If we assume that scientific method is a reliable method of creating the truth and the essential knowledge base as well as the power it confers. As Francis Bacon put it “power and knowledge go hand in hand”. Since science opens new vistas of knowledge, it pushes as to question old paradigms and disrupts existing order, and that is always political.

In a new book, Fool Me Twice: Fighting the Assault on Science in America, Shawn Lawrence Otto argues that the politics of science is not new. Every time a scientist makes a factual assertion such as the earth goes around the sun, there is such a thing as evolution, or that human are causing climate change somebody’s vested interests are either enabled or constrained.

Lawrence Shawn Otto further argues that the reasons the church went to absurd lengths to deal with Galileo are the same reasons we fight political battles over climate change today. According to Otto, the practice of science cannot be apolitical. The essence of the scientific process is to question long-held assumptions and to build knowledge that is independent of our beliefs or assumptions.

Hence a scientifically testable claim can be shown to be most probably true or utterly flawed, regardless of who makes it – president or pope or peasant. Science is therefore inherently egalitarian, annihilating hierarchical power structures.

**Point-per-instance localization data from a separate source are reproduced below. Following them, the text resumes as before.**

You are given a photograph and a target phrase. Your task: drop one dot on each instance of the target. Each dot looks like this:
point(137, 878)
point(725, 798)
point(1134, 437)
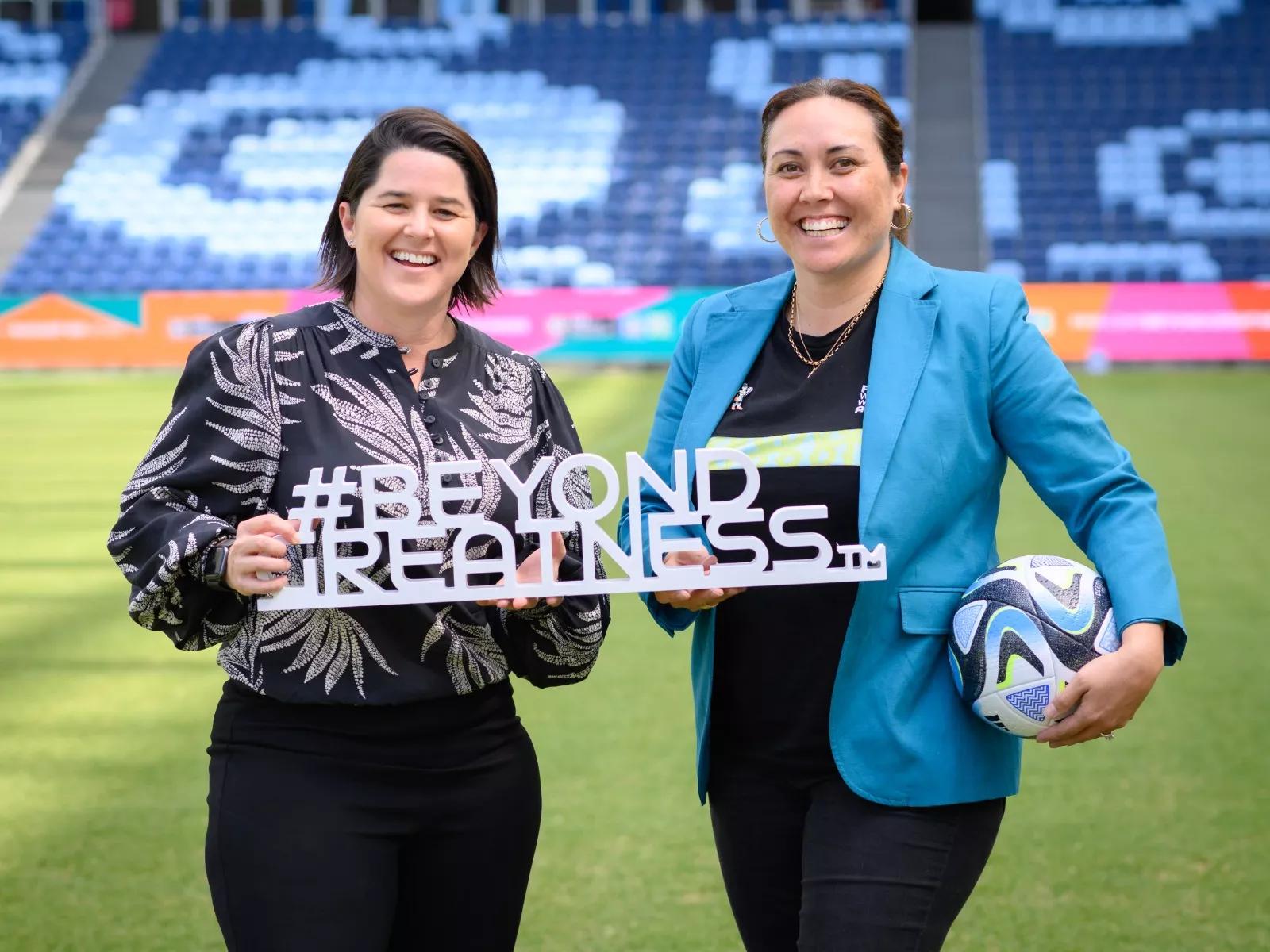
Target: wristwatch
point(216, 559)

Otto posits that the challenge to authority that science presents is one of many reasons why it has flourished in free, democratic societies. Otto further suggests that the scientific revolution has been led largely by the liberal democracies of Europe and North America. Of significance is the observation by Otto that the prevailing political climate in the US has hampered US policy makers’ capacity to respond to many and urgent science policy issues.

In her widely acclaimed book “The Age of American Unreason” American writer Susan Jacoby observes;
It remains to be seen, as the current presidential campaign unfolds, whether Americans are willing to consider what the flight from reason has cost us as a people and whether any candidate has the will or the courage to talk about ignorance as a political issue affecting everything from scientific research to decisions about war and peace."

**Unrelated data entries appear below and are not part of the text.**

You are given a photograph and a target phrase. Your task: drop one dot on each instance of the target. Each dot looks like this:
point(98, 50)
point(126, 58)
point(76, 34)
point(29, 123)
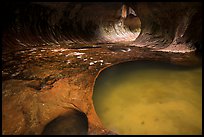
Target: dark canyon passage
point(52, 53)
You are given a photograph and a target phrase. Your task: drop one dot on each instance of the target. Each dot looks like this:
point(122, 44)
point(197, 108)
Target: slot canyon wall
point(53, 52)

In his book “The Assault on Reason” Al Gore asks "Why do reason, logic and truth seem to play a sharply diminished role in the way America now makes important decisions?" Al Gore offers that the persistent and sustained reliance on falsehoods as the basis of policy, even in the face of massive and well-understood evidence to the contrary has reached levels previously imagined.

Thomas Jefferson believed that without a well-informed voter/citizenry, the very exercise of democracy becomes removed from the problems it is charged with solving. One might think Jefferson was referring to the Tea Party or Occupy Wall Street. There is no debate or discussion in empty chambers of the Senate or the House of Representatives. The US Congress is silent, dysfunctional.

Without the anchor provided by enlightened opinion of the citizenry and their representatives, society may become paralyzed or worse, corrupted and besieged by powerful interests seeking to perpetuate and preserve existing hierarchical power structures.

Lawrence Shawn Otto asks if American-style democracy beholden to the Tea Party, the Birthers, and Occupy Wall Street will be able to compete in the age of reason–; complex, science driven global economy – where nations like China are run by engineers and scientists.